You could translate spaces to newlines and then grep, e.g.:
cat * | tr ' ' '\n' | grep th
Just awk, no need combination of tools.
# awk '{for(i=1;i<=NF;i++){if($i~/^th/){print $i}}}' file
the
the
the
this
thoroughly
grep command for only matching and perl
grep -o -P 'th.*? ' filename
I was unsatisfied with awk's hard to remember syntax but I liked the idea of using one utility to do this.
It seems like ack (or ack-grep if you use Ubuntu) can do this easily:
# ack-grep -ho "\bth.*?\b" *
the
the
the
this
thoroughly
If you omit the -h flag you get:
# ack-grep -o "\bth.*?\b" *
some-other-text-file
1:the
some-text-file
1:the
the
yet-another-text-file
1:this
thoroughly
As a bonus, you can use the --output flag to do this for more complex searches with just about the easiest syntax I've found:
# echo "bug: 1, id: 5, time: 12/27/2010" > test-file
# ack-grep -ho "bug: (\d*), id: (\d*), time: (.*)" --output '$1, $2, $3' test-file
1, 5, 12/27/2010
cat *-text-file | grep -Eio "th[a-z]+"
You can also try pcregrep. There is also a -w option in grep, but in some cases it doesn't work as expected.
From Wikipedia:
cat fruitlist.txt
apple
apples
pineapple
apple-
apple-fruit
fruit-apple
grep -w apple fruitlist.txt
apple
apple-
apple-fruit
fruit-apple
I had a similar problem, looking for grep/pattern regex and the "matched pattern found" as output.
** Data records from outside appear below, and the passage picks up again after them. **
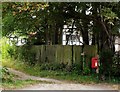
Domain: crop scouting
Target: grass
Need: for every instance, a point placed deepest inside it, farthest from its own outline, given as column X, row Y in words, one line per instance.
column 18, row 84
column 60, row 75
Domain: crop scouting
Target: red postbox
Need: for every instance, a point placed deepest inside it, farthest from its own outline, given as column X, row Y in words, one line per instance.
column 94, row 62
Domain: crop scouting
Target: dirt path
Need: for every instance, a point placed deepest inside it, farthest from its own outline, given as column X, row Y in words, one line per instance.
column 59, row 85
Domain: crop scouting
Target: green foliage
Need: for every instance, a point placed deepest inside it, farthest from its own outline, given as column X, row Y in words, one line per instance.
column 25, row 54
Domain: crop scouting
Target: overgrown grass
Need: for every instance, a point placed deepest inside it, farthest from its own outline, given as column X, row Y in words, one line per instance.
column 18, row 84
column 60, row 75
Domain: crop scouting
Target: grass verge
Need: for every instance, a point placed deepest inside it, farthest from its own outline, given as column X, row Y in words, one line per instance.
column 60, row 75
column 18, row 84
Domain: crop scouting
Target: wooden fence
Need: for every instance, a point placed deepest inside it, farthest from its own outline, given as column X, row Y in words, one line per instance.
column 62, row 54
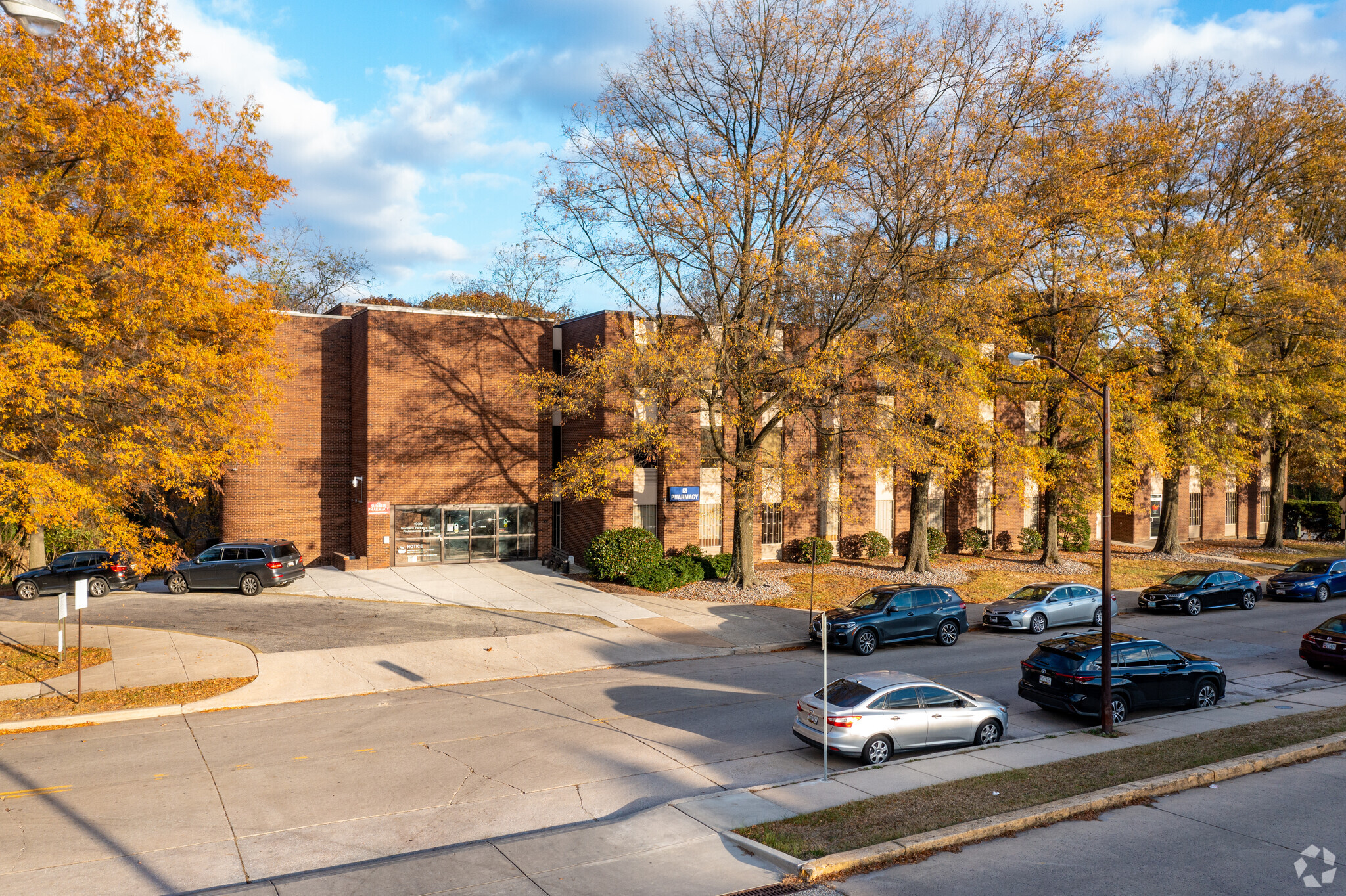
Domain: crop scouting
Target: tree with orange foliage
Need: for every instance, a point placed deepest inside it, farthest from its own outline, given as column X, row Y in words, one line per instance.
column 132, row 359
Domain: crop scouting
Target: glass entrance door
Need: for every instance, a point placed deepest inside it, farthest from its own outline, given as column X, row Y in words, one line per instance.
column 457, row 533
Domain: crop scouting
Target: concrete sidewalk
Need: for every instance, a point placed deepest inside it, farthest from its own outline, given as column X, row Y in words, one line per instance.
column 141, row 658
column 682, row 849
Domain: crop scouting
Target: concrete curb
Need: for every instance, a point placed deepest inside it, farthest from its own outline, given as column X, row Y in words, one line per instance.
column 860, row 860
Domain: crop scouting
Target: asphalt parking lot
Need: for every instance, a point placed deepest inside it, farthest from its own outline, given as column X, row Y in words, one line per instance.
column 276, row 622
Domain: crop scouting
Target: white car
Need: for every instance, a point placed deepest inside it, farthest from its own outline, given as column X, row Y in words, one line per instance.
column 875, row 715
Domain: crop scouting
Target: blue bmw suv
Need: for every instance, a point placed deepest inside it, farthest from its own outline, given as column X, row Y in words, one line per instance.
column 1316, row 579
column 893, row 614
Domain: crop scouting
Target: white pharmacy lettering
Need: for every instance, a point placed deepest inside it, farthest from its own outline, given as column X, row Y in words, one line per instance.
column 1324, row 876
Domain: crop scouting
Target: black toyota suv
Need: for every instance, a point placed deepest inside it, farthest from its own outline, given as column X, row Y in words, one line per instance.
column 246, row 566
column 104, row 570
column 1063, row 675
column 891, row 614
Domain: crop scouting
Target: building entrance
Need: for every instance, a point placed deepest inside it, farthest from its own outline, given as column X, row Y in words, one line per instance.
column 463, row 533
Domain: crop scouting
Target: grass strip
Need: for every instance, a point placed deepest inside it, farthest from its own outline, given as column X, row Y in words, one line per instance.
column 914, row 811
column 99, row 702
column 23, row 663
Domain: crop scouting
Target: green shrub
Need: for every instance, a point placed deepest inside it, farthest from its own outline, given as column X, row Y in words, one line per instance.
column 801, row 550
column 1073, row 532
column 657, row 576
column 622, row 553
column 851, row 547
column 976, row 540
column 687, row 570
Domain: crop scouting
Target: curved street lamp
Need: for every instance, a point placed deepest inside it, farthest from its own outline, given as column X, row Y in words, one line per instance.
column 38, row 18
column 1018, row 358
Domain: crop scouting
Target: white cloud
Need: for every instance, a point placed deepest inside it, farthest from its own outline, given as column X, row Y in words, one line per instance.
column 362, row 181
column 1297, row 42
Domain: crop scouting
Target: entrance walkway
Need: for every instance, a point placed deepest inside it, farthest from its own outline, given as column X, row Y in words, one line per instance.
column 526, row 585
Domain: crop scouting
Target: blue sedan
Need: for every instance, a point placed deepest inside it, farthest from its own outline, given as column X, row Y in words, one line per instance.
column 1316, row 579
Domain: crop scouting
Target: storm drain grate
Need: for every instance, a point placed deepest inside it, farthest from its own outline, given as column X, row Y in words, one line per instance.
column 773, row 889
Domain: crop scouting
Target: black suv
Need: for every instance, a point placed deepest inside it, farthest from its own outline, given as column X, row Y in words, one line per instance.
column 104, row 570
column 891, row 614
column 1063, row 673
column 246, row 566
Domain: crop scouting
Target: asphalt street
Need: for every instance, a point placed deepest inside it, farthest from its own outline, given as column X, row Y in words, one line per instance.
column 296, row 786
column 1244, row 836
column 275, row 622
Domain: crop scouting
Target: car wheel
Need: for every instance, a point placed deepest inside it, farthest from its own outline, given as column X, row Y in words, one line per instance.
column 877, row 750
column 988, row 732
column 1207, row 694
column 866, row 640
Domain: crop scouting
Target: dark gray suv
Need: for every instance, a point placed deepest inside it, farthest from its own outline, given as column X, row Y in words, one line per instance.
column 246, row 566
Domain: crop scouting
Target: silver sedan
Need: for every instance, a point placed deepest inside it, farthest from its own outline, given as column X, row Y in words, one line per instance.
column 1048, row 603
column 874, row 715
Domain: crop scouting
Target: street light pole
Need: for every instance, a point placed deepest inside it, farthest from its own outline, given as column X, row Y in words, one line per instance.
column 1018, row 358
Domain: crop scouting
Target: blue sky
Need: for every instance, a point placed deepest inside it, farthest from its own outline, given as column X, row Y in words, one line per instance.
column 415, row 131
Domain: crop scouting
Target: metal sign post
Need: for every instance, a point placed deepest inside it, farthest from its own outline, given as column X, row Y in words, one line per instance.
column 61, row 627
column 81, row 602
column 824, row 694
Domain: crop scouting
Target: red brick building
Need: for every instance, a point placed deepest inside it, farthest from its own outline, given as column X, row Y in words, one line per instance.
column 408, row 436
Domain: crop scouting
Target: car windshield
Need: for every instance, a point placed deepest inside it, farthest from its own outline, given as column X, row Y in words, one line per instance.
column 871, row 600
column 1186, row 580
column 846, row 693
column 1056, row 661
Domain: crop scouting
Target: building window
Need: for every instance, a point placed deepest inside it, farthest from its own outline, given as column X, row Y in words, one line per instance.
column 712, row 521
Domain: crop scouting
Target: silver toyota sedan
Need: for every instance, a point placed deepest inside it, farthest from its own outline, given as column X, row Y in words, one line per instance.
column 1048, row 603
column 875, row 715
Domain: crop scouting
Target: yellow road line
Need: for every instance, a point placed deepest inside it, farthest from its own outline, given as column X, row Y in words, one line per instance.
column 37, row 792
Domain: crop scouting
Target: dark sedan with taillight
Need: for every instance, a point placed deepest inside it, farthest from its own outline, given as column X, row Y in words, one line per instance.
column 1326, row 645
column 104, row 571
column 1065, row 675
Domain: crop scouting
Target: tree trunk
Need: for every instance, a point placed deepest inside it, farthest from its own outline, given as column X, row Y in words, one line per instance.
column 918, row 549
column 1275, row 539
column 1167, row 541
column 1050, row 540
column 745, row 517
column 38, row 548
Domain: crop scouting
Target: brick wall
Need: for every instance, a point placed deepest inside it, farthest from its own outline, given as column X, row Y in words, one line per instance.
column 300, row 490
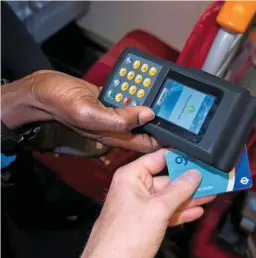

At the end I used egrep (same regex on grep -e or -G didn't give me the same result of egrep) with the option -o
so, I think that could be something similar to (I'm NOT a regex Master) :
egrep -o "the*|this{1}|thoroughly{1}" filename
To search all the words with start with "icon-" the following command works perfect. I am using Ack here which is similar to grep but with better options and nice formatting.
ack -oh --type=html "\w*icon-\w*" | sort | uniq
You could pipe your grep output into Perl like this:
grep "th" * | perl -n -e'while(/(\w*th\w*)/g) {print "$1\n"}'
grep --color -o -E "Begin.{0,}?End" file.txt
? - Match as few as possible until the End
Tested on macos terminal
$ grep -w
Excerpt from grep man page:
-w: Select only those lines containing matches that form whole words. The test is that the matching substring must either be at the beginning of the line, or preceded by a non-word constituent character.
ripgrep
Here are the example using ripgrep:
rg -o "(\w+)?th(\w+)?"
It'll match all words matching th.